By Martin Kidston/Missoula Current
In the time that Nichole Rush has handled job creation grants for the Missoula Economic Partnership, most have come from the city’s surging tech industry, an indication of the sector’s growth.
On Wednesday, in a continuation of that trend, Missoula County commissioners signed off on three additional job creation grants, including those for The Audience Awards, Montana Entrepreneur and Orbital Shift.
The grant amounts include $60,000, $75,000 and $120,000 respectively and will help the three local businesses add as many as 34 new jobs. The grant awards are distributed as the companies create each job defined in the application.
“We’re seeing a lot of growth in tech industry applications,” Rush said. “Almost all the new applications I’ve submitted have something to do with software development or high tech in some way. It meshes up with what we know is happening statewide, that our tech sector is booming, and a lot of these companies are taking advantage of that.”

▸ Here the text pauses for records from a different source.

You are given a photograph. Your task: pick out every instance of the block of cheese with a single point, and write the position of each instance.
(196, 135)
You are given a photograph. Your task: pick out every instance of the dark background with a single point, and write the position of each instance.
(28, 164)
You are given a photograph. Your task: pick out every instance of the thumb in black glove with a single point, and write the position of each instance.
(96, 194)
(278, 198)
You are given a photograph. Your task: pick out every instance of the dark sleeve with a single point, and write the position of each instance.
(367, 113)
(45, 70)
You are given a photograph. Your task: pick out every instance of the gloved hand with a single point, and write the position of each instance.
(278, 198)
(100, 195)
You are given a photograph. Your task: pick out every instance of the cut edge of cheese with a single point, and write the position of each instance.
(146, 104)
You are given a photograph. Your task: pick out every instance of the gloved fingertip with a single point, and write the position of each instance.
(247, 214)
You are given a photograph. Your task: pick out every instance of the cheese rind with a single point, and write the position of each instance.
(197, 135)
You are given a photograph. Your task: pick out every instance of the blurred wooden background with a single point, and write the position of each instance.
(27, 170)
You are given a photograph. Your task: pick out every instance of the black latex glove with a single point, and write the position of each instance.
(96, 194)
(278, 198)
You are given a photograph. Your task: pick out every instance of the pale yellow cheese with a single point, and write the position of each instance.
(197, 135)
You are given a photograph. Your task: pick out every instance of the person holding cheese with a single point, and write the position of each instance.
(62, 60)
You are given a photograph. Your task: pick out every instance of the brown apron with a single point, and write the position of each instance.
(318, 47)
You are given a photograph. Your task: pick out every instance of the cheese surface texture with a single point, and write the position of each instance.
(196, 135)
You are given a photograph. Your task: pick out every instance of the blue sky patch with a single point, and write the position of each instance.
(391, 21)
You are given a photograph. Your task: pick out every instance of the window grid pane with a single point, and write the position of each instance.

It was just last month that Gov. Steve Bullock announced $860,000 in grants to help businesses in seven Montana communities grow, including five in Missoula.
The Missoula companies included the three named on Wednesday, along with HB Enterprises and VIM & VIGR. The grants come from the Big Sky Economic Development Trust Fund through the Montana Department of Commerce.
“They have to be an export-based business, or earning their revenue outside the state,” explained Rush. “They can’t be just serving our local economy. They have to be bringing money in in some way, whether that’s exporting goods or exporting services. It’s designed to grow our basic sector, primary job creators.”
In the past, Advanced Technology Group and Consumer Direct have benefited from the grants. Along with several other applications on the horizon, including TOMIS and Project Spokane – both based in Missoula – the jobs created could exceed 70 new positions if the companies meet their growth projections.
Last year, companies who received funding from the program had to pay a minimum wage of $17.78 an hour. That has increased this year to $18.50 an hour.
“Missoula has been very successful in leveraging these kind of grants, and that will continue,” said Rush. “It’s my job to make sure that happens.”